The discovery could lead to novel means to alleviate chronic pain, researchers said.
The researchers were inspired by previous work on memory conducted some fifteen years ago. These studies had revealed that when a memory is reactivated during recall, its neurochemical encoding is temporarily unlocked.
Simultaneous administration of a drug that blocks neurochemical reconsolidation of the memory results in its erasure.
The investigators wanted to see whether a similar mechanism was at play during neurochemical encoding of pain sensitisation.
They injected capsaicin in the foot of mice. Capsaicin, the pungent chemical in chili pepper, triggers a burning sensation.
The procedure, which causes no physical damage, triggers pain hypersensitivity through a process of protein synthesis in the spinal cord.
After capsaicin injections, the mechanical pressure at which mice would flinch was about a third of that in the normal situation.

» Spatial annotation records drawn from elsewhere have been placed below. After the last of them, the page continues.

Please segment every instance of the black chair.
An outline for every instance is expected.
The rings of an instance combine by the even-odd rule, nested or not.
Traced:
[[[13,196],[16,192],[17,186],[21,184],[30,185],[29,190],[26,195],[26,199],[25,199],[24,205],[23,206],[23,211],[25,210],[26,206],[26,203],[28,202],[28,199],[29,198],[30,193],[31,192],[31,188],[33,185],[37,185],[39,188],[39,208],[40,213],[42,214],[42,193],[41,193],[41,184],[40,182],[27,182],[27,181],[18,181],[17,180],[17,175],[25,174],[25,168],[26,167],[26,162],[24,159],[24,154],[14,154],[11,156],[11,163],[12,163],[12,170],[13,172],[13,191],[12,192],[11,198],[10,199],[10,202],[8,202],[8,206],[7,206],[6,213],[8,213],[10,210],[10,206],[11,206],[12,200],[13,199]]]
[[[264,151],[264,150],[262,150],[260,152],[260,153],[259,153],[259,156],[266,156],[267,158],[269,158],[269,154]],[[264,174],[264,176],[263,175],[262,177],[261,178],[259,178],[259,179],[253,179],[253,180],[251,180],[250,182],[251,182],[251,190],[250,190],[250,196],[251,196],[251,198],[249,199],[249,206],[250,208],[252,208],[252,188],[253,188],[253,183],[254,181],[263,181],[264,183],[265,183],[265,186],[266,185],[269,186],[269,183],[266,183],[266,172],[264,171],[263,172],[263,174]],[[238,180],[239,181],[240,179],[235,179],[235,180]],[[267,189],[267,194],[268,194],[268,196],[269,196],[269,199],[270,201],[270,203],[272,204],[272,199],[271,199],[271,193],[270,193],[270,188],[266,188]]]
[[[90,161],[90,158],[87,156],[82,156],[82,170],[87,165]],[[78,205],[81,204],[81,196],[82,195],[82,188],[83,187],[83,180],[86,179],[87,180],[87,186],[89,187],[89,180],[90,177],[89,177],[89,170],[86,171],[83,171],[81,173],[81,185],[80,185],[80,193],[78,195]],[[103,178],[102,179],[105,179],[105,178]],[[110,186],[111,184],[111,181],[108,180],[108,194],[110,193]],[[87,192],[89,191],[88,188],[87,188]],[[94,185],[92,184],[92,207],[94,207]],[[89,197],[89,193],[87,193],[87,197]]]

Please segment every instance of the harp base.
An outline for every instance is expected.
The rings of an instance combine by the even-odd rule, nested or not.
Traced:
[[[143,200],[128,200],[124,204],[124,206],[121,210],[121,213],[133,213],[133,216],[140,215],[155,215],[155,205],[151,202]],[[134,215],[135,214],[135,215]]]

Three hours later, the researchers administered a second dose of capsaicin and, at the same time, a drug that blocks protein synthesis.
The hypersensitivity then vanished rapidly. Within less than 2 hours, the pressure tolerated by the mice was back to 70 per cent of normal.
"When the protein synthesis inhibitor is administered alone, the hypersensitivity remains. The second injection of capsaicin is necessary to render the sensitivity to pain unstable and be able to interfere with its neurochemical reconsolidation," said Yves De Koninck from Universite Laval in Canada.
The study was published in the journal Nature Neuroscience.